Jianmin Chen won Poster Award at UConn Stat Conference
PhD student Jianmin Chen won Poster Award at the Special Conference Celebrating UConn Department of Statistics 60th Anniversary in October 2022. Her post was based on our joint work “Tree-guided rare feature selection and logic aggregation with electronic health records data”.

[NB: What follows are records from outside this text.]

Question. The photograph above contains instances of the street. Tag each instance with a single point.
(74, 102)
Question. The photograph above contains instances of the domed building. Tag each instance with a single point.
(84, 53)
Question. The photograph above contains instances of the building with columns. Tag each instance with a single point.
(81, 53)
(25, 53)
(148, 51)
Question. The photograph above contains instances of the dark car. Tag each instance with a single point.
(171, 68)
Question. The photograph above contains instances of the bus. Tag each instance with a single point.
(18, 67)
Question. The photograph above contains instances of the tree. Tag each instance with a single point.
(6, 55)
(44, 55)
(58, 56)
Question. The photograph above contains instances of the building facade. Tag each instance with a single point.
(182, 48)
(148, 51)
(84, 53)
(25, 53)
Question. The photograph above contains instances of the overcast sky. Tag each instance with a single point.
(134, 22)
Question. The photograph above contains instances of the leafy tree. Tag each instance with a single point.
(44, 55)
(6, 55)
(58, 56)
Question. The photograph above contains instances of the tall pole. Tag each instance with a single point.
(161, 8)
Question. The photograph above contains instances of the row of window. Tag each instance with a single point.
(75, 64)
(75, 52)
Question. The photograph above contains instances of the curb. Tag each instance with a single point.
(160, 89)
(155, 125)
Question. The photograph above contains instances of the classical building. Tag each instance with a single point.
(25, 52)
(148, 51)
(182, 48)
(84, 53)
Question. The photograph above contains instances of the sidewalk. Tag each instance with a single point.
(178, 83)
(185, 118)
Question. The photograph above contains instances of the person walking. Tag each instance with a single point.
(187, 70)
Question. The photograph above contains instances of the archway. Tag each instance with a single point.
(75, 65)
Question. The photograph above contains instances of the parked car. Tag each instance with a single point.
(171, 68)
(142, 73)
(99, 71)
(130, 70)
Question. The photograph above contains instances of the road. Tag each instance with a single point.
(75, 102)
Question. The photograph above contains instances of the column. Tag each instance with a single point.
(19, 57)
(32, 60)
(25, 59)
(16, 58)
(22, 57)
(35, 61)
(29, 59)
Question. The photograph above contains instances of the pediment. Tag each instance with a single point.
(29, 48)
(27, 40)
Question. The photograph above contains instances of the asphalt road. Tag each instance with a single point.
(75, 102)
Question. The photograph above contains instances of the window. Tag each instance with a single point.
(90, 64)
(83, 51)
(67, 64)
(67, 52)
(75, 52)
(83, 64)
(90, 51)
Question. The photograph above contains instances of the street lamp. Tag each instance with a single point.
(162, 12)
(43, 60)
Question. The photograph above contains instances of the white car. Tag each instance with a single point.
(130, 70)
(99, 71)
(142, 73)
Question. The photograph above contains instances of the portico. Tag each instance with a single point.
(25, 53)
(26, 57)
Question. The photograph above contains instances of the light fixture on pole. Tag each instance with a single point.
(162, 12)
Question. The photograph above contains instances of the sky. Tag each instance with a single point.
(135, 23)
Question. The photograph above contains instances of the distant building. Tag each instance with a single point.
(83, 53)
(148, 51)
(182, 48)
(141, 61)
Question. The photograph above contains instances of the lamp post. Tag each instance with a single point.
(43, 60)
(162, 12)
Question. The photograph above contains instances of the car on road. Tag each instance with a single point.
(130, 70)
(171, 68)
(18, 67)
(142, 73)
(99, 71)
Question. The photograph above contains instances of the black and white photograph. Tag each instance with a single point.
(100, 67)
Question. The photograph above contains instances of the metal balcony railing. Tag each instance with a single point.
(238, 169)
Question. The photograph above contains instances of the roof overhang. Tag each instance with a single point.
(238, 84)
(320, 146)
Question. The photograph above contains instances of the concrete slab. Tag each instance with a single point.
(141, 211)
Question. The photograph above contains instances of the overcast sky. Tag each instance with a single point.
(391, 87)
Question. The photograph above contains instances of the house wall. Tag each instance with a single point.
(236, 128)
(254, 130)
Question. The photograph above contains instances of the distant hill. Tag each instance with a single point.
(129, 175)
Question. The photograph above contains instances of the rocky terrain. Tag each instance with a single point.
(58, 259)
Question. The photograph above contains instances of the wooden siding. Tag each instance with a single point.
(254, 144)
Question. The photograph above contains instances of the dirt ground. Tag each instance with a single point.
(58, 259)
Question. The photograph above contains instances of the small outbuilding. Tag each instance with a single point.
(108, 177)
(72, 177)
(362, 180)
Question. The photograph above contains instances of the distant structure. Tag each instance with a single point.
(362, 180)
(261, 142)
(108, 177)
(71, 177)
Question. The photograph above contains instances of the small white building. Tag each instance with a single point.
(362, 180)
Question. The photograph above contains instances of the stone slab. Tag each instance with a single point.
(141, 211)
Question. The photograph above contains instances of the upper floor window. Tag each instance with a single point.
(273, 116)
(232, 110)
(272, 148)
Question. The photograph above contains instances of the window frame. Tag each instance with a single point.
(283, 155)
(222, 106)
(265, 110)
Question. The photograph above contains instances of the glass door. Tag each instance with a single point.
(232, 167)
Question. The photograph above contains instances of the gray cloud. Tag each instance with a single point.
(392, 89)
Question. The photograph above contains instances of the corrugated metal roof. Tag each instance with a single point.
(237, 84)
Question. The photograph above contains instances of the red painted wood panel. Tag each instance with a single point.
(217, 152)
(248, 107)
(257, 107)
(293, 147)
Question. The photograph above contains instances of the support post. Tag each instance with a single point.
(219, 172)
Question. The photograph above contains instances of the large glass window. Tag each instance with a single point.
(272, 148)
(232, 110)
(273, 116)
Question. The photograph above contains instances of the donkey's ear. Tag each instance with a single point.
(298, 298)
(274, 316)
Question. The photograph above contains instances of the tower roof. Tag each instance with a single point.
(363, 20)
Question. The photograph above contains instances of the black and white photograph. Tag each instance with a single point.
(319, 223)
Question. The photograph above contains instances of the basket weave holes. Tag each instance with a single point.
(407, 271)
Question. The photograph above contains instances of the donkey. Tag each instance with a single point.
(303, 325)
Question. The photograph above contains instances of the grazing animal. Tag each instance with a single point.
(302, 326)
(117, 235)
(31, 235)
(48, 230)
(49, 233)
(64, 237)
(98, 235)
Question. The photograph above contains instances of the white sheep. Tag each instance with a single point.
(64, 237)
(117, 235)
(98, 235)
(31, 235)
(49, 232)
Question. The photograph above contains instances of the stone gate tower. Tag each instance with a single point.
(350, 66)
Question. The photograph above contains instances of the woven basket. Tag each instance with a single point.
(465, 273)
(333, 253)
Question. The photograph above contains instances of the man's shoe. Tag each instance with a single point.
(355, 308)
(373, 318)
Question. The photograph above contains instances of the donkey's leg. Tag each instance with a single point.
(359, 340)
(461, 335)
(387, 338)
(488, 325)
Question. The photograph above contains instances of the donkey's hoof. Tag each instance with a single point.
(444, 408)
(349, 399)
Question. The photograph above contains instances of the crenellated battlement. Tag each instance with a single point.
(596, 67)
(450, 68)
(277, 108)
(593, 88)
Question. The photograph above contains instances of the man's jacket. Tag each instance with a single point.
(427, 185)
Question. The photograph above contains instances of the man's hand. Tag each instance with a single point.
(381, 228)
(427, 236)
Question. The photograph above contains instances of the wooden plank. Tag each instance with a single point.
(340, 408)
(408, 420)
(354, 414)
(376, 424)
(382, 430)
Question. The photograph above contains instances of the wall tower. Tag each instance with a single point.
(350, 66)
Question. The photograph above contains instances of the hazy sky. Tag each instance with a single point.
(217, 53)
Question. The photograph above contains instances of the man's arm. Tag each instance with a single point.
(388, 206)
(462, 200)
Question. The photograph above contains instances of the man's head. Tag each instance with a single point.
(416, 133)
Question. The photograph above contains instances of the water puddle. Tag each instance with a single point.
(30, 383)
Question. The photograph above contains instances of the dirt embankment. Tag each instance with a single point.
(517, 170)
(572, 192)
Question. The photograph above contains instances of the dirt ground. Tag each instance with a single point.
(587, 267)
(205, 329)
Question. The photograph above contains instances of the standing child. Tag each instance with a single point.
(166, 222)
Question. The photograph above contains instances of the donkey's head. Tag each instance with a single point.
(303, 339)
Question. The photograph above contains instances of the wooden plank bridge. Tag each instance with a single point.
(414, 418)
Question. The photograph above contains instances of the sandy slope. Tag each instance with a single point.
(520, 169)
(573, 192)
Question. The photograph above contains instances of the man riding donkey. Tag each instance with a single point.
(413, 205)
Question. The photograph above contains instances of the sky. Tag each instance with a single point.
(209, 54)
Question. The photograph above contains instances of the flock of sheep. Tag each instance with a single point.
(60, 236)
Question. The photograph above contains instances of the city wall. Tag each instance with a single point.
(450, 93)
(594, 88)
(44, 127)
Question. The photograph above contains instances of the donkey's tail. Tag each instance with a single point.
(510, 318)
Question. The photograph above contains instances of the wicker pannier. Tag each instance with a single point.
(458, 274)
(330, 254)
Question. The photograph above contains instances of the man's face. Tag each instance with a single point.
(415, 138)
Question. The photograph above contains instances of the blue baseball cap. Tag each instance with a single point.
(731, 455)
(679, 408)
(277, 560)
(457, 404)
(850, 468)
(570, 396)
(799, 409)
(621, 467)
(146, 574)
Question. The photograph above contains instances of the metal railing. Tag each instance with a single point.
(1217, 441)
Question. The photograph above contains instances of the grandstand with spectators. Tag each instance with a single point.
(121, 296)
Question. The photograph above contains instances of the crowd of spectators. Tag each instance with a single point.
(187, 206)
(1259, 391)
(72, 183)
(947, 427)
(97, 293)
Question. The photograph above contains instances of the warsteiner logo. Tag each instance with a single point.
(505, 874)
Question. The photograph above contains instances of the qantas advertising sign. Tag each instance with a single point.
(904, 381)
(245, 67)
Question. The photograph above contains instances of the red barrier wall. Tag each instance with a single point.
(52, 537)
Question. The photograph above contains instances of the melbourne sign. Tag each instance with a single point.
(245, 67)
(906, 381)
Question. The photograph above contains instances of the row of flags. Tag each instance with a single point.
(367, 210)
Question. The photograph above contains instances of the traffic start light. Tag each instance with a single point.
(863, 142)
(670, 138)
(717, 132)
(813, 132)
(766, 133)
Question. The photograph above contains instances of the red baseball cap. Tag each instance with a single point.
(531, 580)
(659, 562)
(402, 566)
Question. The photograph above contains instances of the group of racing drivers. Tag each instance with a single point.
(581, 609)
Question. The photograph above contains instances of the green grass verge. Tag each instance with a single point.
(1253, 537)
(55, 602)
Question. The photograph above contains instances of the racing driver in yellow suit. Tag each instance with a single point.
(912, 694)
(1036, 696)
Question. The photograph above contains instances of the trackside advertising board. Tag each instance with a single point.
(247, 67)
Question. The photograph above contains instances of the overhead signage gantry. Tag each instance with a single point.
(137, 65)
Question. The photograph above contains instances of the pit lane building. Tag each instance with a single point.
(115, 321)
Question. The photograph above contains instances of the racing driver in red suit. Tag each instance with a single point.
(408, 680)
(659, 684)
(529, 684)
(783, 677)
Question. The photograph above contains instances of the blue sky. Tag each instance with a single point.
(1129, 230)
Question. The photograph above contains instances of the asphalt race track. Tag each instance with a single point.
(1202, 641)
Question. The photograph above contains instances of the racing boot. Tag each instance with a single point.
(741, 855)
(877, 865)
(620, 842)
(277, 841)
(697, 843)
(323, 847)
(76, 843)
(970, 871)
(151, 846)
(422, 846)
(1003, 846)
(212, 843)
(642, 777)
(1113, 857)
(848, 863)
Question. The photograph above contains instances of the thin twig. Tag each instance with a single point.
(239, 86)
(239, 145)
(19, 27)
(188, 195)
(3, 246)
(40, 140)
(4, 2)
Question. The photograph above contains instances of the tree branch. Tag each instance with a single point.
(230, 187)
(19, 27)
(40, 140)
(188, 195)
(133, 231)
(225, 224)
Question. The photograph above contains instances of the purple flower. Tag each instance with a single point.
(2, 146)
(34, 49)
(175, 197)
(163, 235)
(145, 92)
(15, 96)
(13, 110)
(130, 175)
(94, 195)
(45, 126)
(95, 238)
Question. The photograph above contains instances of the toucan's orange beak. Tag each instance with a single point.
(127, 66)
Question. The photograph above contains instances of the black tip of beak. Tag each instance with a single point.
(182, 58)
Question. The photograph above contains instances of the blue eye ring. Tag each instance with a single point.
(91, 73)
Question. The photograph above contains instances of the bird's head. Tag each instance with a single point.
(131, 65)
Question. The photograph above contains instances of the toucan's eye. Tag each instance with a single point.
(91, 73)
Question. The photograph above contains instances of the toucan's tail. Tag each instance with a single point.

Congratulations to Jianmin!
Project on integrative learning of quantum dots is funded by NSF
Our project on “Integrative Learning of Fluorescence Fluctuations in Perovskite Quantum Dots Using A Data Science Assisted Single-Particle Approach” has been funded by NSF. This is a collaboration between Dr. Jing Zhao (PI) from UConn Chemistry, Dr. Chen (Co-PI) from UConn Stat, and Dr. Ou Chen (Co-PI) from Brown Chemistry. Our long-term goal is to integrate materials science, single-particle spectroscopy, and modern data science approaches to develop and characterize QDs for desired applications.
Chen elected Fellow of the American Statistical Association
Dr. Kun Chen has been elected as a Fellow of the American Statistical Association (ASA)!
The Designation of ASA Fellow has been a significant honor for nearly 100 years.